Quand tu regarderas le ciel, vers le Sud, je serai là. Dans les pierres de ta maison, je te protégerai ; dans les flammes de l'âtre, je te réchaufferai… Je te guiderai quand tu seras perdue, abandonnée ; il est impossible que mon amour ne t'accompagne pas partout où tu iras, je suis ton père ! Je t'aime… je suis en toi. J'existe, il te suffira de penser à moi...
Tu te poseras bien des questions auxquelles je ne pourrai pas répondre… Alors, encore une fois, regarde le ciel ! Le ciel d'été, quand des milliers de bulles fourmillent dans les yeux sous l'immense voûte violette, et qu'il s'éclaircit doucement vers le sud, pâlissant, blêmissant… couleur de mon amour, de mon cœur, tendre et pur pour toi.

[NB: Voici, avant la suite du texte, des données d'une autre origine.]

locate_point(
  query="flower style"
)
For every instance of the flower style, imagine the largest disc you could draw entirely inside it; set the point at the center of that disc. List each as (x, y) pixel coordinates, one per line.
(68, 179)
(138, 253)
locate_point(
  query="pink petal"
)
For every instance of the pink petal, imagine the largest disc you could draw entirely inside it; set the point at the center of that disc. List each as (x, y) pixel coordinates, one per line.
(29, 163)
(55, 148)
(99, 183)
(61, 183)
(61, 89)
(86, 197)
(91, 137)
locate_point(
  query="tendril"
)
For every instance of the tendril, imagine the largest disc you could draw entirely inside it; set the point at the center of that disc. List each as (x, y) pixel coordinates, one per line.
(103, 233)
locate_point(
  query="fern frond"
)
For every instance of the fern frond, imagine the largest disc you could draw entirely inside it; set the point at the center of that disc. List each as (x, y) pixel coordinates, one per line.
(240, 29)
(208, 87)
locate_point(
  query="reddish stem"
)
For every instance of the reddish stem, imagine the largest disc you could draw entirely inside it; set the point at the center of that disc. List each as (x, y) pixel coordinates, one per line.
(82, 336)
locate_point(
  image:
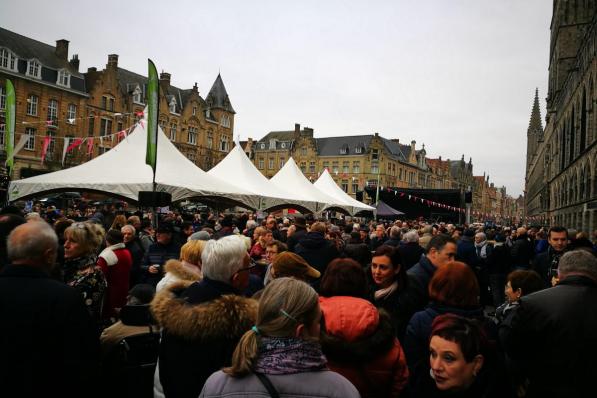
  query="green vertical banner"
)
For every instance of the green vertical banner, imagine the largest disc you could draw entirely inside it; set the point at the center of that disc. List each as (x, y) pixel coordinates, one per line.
(9, 138)
(152, 117)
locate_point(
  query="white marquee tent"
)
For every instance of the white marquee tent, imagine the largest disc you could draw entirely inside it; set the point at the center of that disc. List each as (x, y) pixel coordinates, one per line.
(326, 183)
(122, 171)
(237, 167)
(290, 177)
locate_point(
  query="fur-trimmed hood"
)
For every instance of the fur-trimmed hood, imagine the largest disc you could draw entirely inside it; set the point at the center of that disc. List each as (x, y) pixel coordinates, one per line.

Alors je te fais cette promesse solennelle : je te promets de penser à toi chaque fois que je regarderai le ciel, le ciel de mon pays, le vert laiteux du ciel de Sicile !
Nous verrons-nous un jour ? Peut-être dans l'au-delà ? Je t'ai donné la vie, ce n'est pas rien, Dieu ne nous séparera pas éternellement. J'y crois, moi.
Je ne sais pas si tu liras seulement cette lettre…
Ton père.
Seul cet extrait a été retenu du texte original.